Saturday, April 14, 2007

Working at the National Herbarium, New South Wales

My second day at the herbarium was productive, but not nearly as much as on Tuesday, Apr 3rd when the staff was off to their all-day retreat. I gave a research seminar at noon on Wednesday (Evolutionary pattern and process in Penstemon (Plantaginaceae)) and spent the rest of the day photographing specimens and collecting tissue samples. I actually worked so far ahead on Tuesday that I finished the sampling on Wednesday, which was a huge surprise. I had thought it would take me all the way until Thursday afternoon to finish sampling and so I had changed my itinerary to stay in Sydney so I could work through the entire collection rather than working part of it and then moving on to Canberra.
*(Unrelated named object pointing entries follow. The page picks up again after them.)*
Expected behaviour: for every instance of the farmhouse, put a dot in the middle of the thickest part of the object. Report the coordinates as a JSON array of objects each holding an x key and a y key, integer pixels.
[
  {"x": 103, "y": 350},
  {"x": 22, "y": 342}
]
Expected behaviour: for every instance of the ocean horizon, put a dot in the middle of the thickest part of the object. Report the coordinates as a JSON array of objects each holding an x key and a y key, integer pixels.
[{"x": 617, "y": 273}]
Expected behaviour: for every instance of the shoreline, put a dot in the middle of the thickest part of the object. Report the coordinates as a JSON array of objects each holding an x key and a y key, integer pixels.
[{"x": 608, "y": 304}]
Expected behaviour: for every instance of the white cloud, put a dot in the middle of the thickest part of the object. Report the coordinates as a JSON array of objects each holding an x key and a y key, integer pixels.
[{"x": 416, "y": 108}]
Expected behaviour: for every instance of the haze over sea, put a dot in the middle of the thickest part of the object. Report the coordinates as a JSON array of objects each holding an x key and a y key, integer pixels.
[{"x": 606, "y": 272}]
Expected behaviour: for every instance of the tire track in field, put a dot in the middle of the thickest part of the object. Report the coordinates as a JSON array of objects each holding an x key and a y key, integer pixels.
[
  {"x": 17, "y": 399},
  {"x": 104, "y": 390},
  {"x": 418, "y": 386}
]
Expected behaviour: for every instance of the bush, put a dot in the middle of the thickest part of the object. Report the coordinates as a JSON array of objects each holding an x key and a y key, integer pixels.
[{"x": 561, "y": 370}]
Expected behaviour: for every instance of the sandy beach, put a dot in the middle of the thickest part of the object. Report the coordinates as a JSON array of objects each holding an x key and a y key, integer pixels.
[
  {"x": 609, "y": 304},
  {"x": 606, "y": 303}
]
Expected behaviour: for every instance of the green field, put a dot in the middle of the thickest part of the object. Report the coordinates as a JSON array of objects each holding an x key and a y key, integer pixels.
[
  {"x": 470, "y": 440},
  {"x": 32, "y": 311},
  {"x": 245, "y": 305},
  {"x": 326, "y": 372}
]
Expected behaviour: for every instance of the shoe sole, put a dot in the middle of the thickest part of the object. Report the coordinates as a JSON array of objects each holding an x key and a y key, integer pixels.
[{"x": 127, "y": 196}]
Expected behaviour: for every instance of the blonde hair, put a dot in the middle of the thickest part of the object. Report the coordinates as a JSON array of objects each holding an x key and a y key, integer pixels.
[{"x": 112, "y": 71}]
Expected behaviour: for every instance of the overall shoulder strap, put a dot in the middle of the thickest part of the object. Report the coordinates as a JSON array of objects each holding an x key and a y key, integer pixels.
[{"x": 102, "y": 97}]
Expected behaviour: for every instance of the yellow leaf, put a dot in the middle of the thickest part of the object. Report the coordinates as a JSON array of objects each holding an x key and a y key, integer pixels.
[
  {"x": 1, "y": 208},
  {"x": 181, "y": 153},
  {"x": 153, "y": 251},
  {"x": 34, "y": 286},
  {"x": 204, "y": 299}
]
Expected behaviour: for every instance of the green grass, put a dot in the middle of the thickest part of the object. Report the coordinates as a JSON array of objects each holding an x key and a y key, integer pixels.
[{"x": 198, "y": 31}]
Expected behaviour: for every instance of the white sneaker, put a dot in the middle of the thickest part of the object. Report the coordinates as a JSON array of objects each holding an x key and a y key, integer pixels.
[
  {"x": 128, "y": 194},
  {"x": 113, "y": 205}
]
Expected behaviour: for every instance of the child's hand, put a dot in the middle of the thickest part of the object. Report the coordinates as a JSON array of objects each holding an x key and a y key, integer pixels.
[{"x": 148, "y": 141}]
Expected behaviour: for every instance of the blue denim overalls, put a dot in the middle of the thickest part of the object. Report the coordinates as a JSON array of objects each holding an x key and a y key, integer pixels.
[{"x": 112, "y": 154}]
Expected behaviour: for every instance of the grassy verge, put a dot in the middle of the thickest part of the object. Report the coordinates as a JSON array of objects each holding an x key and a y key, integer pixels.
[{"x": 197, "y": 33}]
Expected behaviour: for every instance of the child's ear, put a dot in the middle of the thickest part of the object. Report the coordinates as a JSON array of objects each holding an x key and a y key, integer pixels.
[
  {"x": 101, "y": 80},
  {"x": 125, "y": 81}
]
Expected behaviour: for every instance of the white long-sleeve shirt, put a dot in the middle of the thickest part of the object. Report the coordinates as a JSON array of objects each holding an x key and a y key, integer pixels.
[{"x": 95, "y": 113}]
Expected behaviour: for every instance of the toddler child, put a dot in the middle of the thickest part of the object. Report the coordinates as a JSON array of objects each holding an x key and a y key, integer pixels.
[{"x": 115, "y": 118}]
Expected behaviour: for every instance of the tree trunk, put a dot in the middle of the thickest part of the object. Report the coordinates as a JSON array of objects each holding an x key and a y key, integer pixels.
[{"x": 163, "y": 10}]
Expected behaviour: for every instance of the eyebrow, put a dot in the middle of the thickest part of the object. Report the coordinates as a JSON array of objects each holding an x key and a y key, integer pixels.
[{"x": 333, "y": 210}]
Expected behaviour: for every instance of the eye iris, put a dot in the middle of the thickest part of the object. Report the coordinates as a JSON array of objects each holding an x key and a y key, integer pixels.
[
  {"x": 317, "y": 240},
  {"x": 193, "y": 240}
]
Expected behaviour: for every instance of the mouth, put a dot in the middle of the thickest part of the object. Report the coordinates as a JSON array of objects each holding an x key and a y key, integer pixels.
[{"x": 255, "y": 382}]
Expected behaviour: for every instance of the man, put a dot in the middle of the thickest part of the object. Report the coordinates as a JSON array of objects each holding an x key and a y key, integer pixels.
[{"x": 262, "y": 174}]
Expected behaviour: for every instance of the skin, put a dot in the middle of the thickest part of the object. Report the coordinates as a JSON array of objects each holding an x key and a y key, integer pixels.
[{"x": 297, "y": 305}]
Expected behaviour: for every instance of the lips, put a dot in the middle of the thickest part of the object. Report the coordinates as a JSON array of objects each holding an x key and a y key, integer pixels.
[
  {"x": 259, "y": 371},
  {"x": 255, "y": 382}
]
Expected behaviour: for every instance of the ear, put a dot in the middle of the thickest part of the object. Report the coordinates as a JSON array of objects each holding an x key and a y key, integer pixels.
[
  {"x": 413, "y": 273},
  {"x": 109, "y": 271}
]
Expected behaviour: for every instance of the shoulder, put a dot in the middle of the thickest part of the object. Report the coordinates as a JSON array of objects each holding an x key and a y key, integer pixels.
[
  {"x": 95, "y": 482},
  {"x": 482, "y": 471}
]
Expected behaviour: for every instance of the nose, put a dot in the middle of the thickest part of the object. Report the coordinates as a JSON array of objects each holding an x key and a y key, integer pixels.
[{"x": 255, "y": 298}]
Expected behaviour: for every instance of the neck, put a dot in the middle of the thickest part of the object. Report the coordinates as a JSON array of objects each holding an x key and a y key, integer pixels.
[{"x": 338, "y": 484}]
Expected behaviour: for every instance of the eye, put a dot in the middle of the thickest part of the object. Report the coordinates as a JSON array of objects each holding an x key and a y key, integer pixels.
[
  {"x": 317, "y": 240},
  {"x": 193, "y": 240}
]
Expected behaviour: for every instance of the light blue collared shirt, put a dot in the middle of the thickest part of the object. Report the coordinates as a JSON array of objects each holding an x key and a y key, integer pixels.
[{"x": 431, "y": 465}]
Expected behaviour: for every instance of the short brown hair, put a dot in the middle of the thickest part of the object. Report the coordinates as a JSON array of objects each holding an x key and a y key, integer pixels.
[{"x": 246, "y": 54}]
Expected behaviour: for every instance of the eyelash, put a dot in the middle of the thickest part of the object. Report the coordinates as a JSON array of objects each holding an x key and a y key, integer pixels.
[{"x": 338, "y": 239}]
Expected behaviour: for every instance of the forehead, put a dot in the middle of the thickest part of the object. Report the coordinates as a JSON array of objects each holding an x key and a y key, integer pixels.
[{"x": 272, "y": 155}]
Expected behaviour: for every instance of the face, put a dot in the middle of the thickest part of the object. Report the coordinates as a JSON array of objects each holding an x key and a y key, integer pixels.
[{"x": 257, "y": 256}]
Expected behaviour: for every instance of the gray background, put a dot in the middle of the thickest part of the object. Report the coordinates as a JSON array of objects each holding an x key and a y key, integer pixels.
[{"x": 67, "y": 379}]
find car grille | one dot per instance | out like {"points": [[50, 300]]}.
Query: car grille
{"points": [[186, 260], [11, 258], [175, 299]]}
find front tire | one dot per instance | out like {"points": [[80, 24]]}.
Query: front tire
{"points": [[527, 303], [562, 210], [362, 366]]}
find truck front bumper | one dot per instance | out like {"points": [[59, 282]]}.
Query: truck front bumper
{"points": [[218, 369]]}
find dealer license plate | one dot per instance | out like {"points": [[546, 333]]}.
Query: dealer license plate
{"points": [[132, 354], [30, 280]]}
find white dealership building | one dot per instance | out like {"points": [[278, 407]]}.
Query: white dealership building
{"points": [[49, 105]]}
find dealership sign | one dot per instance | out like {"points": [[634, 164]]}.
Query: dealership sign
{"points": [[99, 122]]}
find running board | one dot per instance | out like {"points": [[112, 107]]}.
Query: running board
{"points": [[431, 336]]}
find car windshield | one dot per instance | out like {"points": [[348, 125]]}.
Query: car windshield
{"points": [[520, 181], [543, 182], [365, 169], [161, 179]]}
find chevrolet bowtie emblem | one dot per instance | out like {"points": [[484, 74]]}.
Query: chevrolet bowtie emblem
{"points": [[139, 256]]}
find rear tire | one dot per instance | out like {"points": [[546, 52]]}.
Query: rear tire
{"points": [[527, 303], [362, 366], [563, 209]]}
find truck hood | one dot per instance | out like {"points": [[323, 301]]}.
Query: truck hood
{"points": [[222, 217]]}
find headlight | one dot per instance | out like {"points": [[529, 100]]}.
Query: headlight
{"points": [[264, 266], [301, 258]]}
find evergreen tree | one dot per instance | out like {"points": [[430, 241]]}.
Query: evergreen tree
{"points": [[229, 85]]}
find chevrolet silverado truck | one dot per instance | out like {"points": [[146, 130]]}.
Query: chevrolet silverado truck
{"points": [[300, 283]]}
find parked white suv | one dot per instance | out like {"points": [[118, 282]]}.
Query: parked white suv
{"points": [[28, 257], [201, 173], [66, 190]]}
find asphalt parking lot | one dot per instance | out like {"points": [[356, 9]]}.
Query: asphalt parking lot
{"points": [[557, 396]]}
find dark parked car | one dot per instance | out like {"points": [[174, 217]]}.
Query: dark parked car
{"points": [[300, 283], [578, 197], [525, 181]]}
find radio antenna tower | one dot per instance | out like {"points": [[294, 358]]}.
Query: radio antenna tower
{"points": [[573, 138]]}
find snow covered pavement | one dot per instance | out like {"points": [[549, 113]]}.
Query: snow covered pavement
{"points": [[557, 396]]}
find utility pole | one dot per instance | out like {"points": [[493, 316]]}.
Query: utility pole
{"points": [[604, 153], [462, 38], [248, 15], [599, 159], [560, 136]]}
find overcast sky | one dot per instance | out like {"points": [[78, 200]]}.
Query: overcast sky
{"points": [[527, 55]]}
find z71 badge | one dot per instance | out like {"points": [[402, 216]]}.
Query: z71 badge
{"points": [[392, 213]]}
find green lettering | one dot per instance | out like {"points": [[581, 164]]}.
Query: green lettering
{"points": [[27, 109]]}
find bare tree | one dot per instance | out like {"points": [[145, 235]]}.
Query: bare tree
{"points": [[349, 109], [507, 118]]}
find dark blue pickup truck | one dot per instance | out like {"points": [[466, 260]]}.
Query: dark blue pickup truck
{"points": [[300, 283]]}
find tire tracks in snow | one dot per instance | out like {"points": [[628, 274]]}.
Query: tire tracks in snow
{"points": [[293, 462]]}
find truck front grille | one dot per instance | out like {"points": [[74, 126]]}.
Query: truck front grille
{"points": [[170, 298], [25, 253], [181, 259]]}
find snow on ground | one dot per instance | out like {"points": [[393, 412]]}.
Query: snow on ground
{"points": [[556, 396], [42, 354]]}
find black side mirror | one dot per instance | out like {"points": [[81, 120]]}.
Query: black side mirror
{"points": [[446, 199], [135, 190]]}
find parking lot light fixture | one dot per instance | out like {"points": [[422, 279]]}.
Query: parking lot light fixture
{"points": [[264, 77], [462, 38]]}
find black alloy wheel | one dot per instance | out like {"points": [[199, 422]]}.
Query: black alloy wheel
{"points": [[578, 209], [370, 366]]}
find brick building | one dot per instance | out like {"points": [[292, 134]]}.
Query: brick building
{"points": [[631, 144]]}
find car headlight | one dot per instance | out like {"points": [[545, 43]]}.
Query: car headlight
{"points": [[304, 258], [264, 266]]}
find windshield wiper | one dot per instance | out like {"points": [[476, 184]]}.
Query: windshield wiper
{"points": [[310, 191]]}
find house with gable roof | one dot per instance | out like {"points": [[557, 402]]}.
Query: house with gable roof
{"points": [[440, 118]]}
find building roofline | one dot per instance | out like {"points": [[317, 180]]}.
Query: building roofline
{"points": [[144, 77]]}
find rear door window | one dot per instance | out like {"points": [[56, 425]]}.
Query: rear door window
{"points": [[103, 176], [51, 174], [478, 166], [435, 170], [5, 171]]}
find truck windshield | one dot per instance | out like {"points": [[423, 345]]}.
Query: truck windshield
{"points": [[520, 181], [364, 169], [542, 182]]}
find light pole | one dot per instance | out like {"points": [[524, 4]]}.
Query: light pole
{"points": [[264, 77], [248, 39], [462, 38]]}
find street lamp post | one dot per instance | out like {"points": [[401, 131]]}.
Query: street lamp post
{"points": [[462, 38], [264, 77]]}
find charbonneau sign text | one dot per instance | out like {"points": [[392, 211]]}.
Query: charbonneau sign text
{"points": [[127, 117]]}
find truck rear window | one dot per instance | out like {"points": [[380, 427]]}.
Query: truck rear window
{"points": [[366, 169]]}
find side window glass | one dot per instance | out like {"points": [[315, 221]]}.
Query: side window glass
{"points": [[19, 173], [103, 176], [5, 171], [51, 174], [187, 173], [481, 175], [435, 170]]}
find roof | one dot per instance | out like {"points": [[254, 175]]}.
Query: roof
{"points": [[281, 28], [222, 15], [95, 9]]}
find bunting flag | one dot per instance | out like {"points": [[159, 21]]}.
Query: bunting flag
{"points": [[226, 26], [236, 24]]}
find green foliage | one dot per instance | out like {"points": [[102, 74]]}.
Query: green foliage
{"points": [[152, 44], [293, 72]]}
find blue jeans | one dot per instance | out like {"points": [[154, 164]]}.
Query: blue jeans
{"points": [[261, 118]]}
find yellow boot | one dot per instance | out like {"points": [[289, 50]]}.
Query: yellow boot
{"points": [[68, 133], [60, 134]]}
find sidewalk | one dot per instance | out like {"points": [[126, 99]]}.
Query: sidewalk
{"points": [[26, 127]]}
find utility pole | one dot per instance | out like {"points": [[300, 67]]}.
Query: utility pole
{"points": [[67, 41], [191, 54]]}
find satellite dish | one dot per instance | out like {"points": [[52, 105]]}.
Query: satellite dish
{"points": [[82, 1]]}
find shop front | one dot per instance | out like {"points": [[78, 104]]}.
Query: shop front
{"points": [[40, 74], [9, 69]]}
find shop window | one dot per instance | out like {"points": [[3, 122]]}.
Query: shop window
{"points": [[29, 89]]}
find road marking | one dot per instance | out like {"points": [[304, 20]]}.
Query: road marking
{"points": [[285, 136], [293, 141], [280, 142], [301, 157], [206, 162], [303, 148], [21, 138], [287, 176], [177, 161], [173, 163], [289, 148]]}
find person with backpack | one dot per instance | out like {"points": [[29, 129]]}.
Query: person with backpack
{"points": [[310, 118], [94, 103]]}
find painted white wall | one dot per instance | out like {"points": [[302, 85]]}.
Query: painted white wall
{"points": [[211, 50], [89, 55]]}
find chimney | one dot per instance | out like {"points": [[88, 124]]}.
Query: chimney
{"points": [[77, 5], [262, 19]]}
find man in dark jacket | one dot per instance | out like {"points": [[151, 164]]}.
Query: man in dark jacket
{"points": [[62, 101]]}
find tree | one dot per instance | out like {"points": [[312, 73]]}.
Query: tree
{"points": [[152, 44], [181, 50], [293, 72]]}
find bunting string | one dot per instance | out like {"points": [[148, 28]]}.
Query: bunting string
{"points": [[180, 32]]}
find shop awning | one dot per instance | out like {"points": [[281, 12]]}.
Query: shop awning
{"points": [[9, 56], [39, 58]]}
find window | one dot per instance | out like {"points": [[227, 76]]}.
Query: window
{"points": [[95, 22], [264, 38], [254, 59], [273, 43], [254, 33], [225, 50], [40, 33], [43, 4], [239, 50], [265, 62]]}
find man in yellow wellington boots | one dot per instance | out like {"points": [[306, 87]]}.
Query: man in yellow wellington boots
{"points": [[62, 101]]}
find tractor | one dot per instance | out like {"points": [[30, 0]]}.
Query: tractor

Here's the area of the herbarium where I worked. It's right on the main traffic route so I was lucky to have some solitude on Tuesday to get so much done.







I used a photo copy stand to take the photos of herbarium sheets. Those coin envelopes are what I used for tissue samples.










Here's an example of a herbarium sheet that has important data to record. This is a collection of Euphrasia collina ssp collina collected by William Barker. He wrote a revision of the genus in 1982 and his collections are particularly important for me to examine to get a feel for the taxonomy he worked out for the group. I didn't reduce the photo size so if you click on the image you can read the label pretty clearly and get a feel for how good of condition this specimen is in. I photographed about 400 sheets of Euphrasia during my time at the herbarium.









Types, holotypes and isotypes are also very important to examine to get a feel for the diversity of species. I didn't look at the type collection this time around. I have photos of types for most of these species from my 2005 trip.












This isn't a Euphrasia, but is an interesting plant I learned a bit about by talking to the collector (Ms. Briggs). It turns out that this genus, Hydatella, is the closest relative to Nelumbo, a large water lily. The molecular work had just been published in Nature a week or so before my visit to the herbarium. It was neat to see the original specimens from which this work was done.









It's hard to imagine that this diminutive plant is a close relative of a large water lily, but the molecules (DNA sequences, in this case) don't lie. Pretty cool, eh? (Well, if you're a nerdy plant molecular systematist, it is cool!)







Walking back to the hotel that evening, I felt pretty good about the work accomplished. I had a ziploc bag full of tissue samples to bring back to my lab and I had a lot of specimen photos to examine at my leisure as I think about projects to explore for systematic investigations of another cool parasitic plant genus.

I enjoyed the walk through The Domains - especially the old fig trees that have such interesting trunks.




I really like how these buttresses come out from the main stem to support the weight of the canopy.









You don't see much of this in our temperate deciduous forest trees.